Sexuelle Belästigung im Arbeitsverhältnis

SCHWEIZ: SEXUELLE BELÄSTIGUNG

Bundesgericht, 29. August 2019 (4A_544/2018)

Sexuelle Belästigung liegt nicht nur vor, wenn das Verhalten an sich sexuell konnotiert ist. Ausschlaggebend ist der Kontext, in dem es erfolgt. Zwischen der Mitteilung von Gefühlen und dem Aufsetzen von Druck zur Eingehung einer intimen Beziehung besteht ein Unterschied.

Nach einigen Jahren guter Zusammenarbeit bringt der Vorgesetzte der Angestellten seine Gefühle zum Ausdruck und schlägt ihr vor, eine intime Beziehung einzugehen, was diese ablehnt. Der Vorgesetzte insistiert und übt unter Ausnützung seiner Stellung als Vorgesetzter Druck aus, um zu seinem Ziel zu gelangen. Der Arbeitgeber hat im Arbeitsverhältnis die Persönlichkeit des Arbeitnehmers zu achten und zu schützen. Er muss insbesondere dafür sorgen, dass Arbeitnehmer*innen nicht sexuell belästigt werden und dass den Opfern von sexuellen Belästigungen keine weiteren Nachteile entstehen (Art. 328 OR).
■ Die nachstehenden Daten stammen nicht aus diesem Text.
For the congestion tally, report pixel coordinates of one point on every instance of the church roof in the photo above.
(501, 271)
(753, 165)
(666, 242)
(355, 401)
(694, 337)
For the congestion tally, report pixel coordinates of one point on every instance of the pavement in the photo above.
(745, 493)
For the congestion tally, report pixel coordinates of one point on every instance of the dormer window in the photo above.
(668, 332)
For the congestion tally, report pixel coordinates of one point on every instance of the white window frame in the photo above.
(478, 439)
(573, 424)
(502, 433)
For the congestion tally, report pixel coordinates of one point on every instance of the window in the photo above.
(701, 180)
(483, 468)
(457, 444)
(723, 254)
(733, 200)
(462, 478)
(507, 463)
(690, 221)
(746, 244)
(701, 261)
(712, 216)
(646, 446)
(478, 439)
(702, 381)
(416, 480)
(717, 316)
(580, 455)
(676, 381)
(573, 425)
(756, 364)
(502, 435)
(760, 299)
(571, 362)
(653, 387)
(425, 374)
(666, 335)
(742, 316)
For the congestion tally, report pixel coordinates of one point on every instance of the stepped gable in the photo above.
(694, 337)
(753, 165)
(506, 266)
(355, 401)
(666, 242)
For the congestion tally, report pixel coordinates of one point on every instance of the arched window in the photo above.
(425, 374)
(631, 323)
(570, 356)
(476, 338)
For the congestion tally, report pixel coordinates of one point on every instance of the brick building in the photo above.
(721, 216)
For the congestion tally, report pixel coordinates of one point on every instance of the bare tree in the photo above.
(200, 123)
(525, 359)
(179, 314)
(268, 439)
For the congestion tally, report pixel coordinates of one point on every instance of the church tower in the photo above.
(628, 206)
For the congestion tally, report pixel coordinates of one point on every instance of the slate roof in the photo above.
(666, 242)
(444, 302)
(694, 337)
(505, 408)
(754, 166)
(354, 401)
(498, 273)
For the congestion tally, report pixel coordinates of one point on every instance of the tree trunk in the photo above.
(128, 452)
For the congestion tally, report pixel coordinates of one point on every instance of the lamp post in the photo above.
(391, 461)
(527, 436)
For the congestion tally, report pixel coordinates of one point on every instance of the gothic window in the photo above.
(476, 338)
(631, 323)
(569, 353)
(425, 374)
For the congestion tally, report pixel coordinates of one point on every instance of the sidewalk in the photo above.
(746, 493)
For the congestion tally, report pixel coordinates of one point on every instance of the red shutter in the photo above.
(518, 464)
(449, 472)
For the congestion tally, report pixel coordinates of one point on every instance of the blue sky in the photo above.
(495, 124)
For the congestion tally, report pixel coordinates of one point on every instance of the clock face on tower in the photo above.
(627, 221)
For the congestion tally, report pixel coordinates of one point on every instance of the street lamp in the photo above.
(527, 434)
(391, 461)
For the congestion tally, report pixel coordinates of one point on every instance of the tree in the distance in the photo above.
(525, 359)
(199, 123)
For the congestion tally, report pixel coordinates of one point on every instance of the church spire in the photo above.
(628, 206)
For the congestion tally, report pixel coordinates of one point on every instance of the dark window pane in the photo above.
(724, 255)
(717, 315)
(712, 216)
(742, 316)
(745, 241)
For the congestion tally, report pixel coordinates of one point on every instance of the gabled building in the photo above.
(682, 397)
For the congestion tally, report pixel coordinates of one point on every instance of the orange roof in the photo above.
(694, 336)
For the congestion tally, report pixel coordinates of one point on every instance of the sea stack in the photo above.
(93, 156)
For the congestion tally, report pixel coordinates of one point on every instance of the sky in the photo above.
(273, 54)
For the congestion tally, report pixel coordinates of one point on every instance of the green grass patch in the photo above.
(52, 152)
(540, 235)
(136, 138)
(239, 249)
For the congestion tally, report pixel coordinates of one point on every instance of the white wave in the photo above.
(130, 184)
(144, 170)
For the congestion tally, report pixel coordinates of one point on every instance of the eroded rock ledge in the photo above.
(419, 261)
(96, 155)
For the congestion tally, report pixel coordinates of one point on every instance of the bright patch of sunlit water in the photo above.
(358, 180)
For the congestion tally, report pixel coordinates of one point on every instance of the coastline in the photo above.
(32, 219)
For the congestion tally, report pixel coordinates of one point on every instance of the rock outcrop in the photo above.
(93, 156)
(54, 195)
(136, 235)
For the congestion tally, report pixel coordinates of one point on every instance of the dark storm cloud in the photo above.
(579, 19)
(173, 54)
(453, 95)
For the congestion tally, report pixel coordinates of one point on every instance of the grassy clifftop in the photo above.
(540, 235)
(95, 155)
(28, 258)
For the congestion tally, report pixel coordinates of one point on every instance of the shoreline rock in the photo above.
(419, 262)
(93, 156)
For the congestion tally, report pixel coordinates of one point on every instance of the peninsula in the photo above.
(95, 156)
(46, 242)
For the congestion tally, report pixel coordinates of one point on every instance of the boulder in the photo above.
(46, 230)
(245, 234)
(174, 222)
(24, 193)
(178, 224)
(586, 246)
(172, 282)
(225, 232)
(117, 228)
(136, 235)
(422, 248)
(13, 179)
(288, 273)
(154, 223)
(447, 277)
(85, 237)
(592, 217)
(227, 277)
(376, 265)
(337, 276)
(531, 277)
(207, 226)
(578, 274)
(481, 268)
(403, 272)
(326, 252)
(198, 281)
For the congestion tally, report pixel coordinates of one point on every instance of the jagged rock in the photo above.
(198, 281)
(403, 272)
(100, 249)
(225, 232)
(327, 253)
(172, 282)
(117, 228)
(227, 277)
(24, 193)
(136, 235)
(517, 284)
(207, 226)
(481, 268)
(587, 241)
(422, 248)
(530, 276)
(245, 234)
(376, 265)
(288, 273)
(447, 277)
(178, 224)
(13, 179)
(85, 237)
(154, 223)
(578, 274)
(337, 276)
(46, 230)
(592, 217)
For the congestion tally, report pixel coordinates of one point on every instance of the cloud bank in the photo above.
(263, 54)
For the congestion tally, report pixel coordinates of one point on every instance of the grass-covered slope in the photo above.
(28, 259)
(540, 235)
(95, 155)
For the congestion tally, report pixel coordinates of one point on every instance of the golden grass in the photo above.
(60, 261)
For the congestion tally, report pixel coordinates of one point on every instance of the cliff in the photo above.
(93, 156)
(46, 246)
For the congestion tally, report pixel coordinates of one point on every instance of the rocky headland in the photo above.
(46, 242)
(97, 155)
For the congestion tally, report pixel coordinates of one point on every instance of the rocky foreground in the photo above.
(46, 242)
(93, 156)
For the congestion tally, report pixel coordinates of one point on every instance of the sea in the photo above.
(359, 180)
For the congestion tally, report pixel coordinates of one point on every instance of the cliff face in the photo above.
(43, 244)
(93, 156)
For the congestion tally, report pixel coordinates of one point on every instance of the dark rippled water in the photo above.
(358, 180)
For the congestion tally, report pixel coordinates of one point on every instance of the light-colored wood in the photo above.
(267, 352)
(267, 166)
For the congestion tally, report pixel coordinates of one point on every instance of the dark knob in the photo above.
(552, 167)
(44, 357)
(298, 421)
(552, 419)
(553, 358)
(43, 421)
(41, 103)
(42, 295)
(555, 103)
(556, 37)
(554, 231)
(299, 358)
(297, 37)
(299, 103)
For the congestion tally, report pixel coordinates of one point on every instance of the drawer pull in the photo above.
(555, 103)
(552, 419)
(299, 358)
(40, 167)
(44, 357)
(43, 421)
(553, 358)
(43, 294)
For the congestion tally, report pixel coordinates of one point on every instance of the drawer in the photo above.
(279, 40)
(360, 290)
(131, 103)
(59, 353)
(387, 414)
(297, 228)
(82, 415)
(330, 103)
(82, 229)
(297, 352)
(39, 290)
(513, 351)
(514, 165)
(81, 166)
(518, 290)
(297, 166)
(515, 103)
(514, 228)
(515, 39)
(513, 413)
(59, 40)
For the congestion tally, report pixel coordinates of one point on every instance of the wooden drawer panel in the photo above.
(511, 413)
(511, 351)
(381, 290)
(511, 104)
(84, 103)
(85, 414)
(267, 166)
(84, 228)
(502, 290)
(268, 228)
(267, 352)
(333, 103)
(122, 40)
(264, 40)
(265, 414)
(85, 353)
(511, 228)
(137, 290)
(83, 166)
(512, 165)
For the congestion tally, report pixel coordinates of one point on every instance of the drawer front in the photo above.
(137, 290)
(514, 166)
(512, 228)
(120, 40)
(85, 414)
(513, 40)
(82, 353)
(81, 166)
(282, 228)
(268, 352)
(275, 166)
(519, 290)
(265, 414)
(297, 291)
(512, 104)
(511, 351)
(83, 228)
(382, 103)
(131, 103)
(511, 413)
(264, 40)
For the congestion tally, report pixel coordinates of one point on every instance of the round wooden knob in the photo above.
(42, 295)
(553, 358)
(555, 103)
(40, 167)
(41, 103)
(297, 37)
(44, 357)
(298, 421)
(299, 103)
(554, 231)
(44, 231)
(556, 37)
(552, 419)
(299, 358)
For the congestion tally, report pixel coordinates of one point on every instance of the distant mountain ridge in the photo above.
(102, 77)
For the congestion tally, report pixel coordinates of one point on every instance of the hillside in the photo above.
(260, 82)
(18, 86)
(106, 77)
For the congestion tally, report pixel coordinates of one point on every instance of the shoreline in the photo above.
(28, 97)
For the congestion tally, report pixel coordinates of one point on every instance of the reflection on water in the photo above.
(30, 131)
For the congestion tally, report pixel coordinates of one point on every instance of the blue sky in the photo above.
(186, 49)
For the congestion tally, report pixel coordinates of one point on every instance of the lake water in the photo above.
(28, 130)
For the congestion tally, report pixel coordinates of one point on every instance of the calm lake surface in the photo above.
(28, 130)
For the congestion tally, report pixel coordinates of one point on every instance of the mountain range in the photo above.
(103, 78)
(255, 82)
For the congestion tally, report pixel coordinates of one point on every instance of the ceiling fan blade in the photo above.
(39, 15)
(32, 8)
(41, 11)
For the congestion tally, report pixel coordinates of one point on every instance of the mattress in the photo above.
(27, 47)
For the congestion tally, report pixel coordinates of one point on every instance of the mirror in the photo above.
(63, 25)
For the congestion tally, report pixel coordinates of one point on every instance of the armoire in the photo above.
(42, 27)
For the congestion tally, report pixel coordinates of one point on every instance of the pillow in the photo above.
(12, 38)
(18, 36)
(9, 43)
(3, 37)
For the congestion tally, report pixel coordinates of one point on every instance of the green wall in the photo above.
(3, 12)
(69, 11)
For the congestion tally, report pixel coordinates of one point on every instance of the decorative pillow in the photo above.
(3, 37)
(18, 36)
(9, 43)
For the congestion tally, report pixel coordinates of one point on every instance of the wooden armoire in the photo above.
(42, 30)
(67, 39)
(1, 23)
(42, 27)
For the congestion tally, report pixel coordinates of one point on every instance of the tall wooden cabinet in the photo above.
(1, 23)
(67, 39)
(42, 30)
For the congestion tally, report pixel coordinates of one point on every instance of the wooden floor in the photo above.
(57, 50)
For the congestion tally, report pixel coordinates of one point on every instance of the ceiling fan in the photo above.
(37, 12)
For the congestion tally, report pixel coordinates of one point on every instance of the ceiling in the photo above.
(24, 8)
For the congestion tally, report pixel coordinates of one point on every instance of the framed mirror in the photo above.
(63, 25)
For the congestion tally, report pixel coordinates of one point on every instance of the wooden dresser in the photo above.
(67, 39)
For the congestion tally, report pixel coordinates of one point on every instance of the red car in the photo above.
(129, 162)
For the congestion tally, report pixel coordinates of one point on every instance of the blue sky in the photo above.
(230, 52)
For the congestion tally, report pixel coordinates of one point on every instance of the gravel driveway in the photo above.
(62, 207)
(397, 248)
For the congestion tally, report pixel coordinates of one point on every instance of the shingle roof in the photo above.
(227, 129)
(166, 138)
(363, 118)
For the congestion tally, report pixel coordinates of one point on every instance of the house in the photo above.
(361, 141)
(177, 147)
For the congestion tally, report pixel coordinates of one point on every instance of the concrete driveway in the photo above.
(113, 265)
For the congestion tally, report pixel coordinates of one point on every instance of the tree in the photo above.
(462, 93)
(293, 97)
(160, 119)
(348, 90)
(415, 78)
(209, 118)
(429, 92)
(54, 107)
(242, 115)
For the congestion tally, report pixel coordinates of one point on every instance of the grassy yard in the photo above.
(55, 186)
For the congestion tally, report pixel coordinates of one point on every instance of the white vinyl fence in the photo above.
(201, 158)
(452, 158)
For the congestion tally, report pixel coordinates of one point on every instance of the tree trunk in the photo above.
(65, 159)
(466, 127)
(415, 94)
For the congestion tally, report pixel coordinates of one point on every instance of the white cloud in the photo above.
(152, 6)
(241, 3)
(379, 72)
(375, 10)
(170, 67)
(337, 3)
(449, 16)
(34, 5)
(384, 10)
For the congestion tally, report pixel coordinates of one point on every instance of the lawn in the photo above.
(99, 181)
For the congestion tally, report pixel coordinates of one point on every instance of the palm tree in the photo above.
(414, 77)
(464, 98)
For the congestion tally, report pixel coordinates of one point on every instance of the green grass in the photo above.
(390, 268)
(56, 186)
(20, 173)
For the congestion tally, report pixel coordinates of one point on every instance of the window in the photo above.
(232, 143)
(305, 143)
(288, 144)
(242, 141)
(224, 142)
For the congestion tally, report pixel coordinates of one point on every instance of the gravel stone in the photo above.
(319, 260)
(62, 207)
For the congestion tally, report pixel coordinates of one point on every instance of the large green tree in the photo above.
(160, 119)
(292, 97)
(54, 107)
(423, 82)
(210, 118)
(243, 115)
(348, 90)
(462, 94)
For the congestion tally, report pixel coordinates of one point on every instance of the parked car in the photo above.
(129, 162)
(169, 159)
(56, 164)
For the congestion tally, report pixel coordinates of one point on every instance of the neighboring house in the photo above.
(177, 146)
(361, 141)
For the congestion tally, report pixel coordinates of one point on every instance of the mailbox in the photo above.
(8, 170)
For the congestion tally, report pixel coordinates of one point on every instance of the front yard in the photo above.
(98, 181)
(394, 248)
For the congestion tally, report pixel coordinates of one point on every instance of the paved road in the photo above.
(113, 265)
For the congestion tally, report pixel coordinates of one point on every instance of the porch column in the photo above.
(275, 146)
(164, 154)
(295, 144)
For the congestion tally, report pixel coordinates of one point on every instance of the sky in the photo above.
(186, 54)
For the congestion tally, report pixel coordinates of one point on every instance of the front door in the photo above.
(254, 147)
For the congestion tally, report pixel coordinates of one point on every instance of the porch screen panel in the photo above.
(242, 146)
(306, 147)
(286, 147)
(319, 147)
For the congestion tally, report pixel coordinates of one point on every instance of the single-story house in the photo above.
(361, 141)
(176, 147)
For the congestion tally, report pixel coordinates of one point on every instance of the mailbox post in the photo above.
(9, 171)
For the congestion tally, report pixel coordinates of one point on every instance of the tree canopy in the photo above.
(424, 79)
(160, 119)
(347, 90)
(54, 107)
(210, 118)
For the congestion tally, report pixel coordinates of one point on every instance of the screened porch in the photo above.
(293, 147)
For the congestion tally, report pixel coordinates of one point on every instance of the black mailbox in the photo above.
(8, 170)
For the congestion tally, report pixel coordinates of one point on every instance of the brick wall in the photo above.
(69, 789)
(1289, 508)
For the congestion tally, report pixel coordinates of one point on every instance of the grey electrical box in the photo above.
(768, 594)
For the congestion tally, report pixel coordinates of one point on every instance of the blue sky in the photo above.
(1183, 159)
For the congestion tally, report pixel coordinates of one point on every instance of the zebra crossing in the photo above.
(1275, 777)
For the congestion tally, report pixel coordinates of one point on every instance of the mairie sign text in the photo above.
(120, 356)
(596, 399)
Das Bundesgericht schützt den vorinstanzlichen Entscheid, der der Angestellten eine Entschädigung von ca. 4 schweizerischen Durchschnittslöhnen gemäss Art. 5 Gleichstellungsgesetz (GlG) zugesprochen hatte.
Den Zeugen waren Parteiaussagen aus den Rechtsschriften vorgelesen worden, zu denen sie Stellung nehmen sollten: ein Vorgehen, dem die Lehre wegen der Gefahr der Beeinflussung kritisch gegenübersteht. Da der Arbeitgeber den angeblichen Verfahrensfehler nicht sofort geltend gemacht hatte und nicht ausführt, wo eine Zeugenaussage konkret beeinflusst worden wäre, lässt das Bundesgericht die Frage offen, ob dieses Vorgehen rechtskonform sei (E. 4).
Was die Autorenschaft von SMS angeht, ist Art. 8 ZGB nicht dadurch verletzt, dass das Gericht sich mit einer Transkription begnügt hatte. Es ist dies eine Frage der richterlichen Beweiswürdigung und angesichts auch der übrigen Beweise bestand kein Grund, an der Autorenschaft der SMS zu zweifeln. (E. 5).
Auch die Berücksichtigung indirekter Zeugenaussagen wie (übereinstimmende) Berichte von Fachpersonen aus dem Gesundheitswesen gibt keinen Anlass zur Kritik (E. 7).
Was den Inhalt der Nachrichten anbelangt, ist nicht deren sexuelle Konnotation ausschlaggebend, sondern der Kontext, in dem sie erfolgen. Mit Bezug auf die Definition von sexueller Belästigung führt das Bundesgericht aus, dass der Vorgesetzte der Angestellten seine Gefühle zum Ausdruck brachte, sei das eine. Druck auf sie auszuüben, damit sie eine intime Beziehung mit ihm eingehe, ist etwas anderes (E. 7).